Every college campus in America is overflowing with non-athlete students that are overworked and underfed. They live in crummy dorm rooms. They work part-time jobs — maybe even full-time — around daunting class schedules. They gain experience with unpaid internships. They incur crushing amounts of student-loan debt.

These are the rules of engagement for low-income people that weren’t born with 4.4 wheels or a 6-foot-9 frame. If you ask them, scholarship players do get paid. To a run-of-the-mill criminology major, a free education and the handouts that go along with being an athlete are the equivalent of a six-figure salary.

During my time writing about sports, I’ve talked to more current and former athletes than I can remember. If you want to get a quotable answer out of an NFL player, ask him a question about his alma mater. The rivalries, the pageantry, the big-man-on-campus life — it all led to enviable pay days in the pros, too.

Never once has an athlete told me he regretted going to college. Nobody suggested he would’ve been better off driving a UPS truck straight out of high school. Not one longed for the dangerous lifestyle typically associated with the inner city. A scholarship can sometimes quite literally be a get-out-jail-free card.

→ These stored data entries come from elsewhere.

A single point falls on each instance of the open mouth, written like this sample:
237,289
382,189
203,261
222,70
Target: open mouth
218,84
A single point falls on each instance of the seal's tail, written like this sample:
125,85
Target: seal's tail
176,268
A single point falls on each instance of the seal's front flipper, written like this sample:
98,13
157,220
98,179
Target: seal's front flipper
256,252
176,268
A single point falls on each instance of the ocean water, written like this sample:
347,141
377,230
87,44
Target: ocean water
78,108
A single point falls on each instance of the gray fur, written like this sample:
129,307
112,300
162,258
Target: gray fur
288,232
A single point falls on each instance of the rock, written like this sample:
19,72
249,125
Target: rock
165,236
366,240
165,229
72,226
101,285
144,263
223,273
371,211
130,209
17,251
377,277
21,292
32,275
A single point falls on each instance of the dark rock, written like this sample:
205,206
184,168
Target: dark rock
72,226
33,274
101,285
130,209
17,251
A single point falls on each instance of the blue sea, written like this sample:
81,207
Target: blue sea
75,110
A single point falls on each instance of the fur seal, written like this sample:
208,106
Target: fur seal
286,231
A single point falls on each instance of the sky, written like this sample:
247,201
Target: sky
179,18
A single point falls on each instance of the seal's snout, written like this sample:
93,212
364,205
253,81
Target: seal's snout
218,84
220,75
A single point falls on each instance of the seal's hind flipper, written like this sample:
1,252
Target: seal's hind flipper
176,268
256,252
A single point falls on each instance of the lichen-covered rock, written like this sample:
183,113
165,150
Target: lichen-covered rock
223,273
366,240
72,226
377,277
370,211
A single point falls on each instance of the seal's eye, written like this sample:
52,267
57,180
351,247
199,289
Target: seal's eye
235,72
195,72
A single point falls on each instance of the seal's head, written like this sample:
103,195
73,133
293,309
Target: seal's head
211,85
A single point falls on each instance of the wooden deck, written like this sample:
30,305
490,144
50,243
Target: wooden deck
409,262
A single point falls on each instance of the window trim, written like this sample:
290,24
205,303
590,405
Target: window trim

Even players that don’t make it to The League benefit greatly from higher education.

It’s plausible that football will more closely resemble baseball one day, with a minor league funneling young talent directly to the parent club. Basketball already has the D-League serving a similar purpose.

Blue-chippers that don’t want to be burdened with problems like expanding their educational universe or diversifying their social interests — who wants that? — could bypass college altogether to earn a decent living as a minor leaguer. Some argue that college football is essentially a minor league minus NFL wages.

But until that time, as Hyman Roth sternly said to Michael Corleone, “This is the business we’ve chosen.”

Hruby’s title, “Four Years a Student-Athlete,” is a twist on “12 Years a Slave.” In the film, a free black man is abducted and sold into slavery. It’s a grim reminder of perhaps our country’s most shameful memory.

To even tangentially intimate that the plight of a college athlete is akin to a slave is reprehensible on the part of Hruby. One enthusiastically put pen to paper before firing up the fax machine — destination Knoxville. The other was ripped from his wife and kids before being beaten on a plantation in New Orleans.

Again, the system may be flawed. But it’s done way more good than bad. Nobody ever said that about slavery.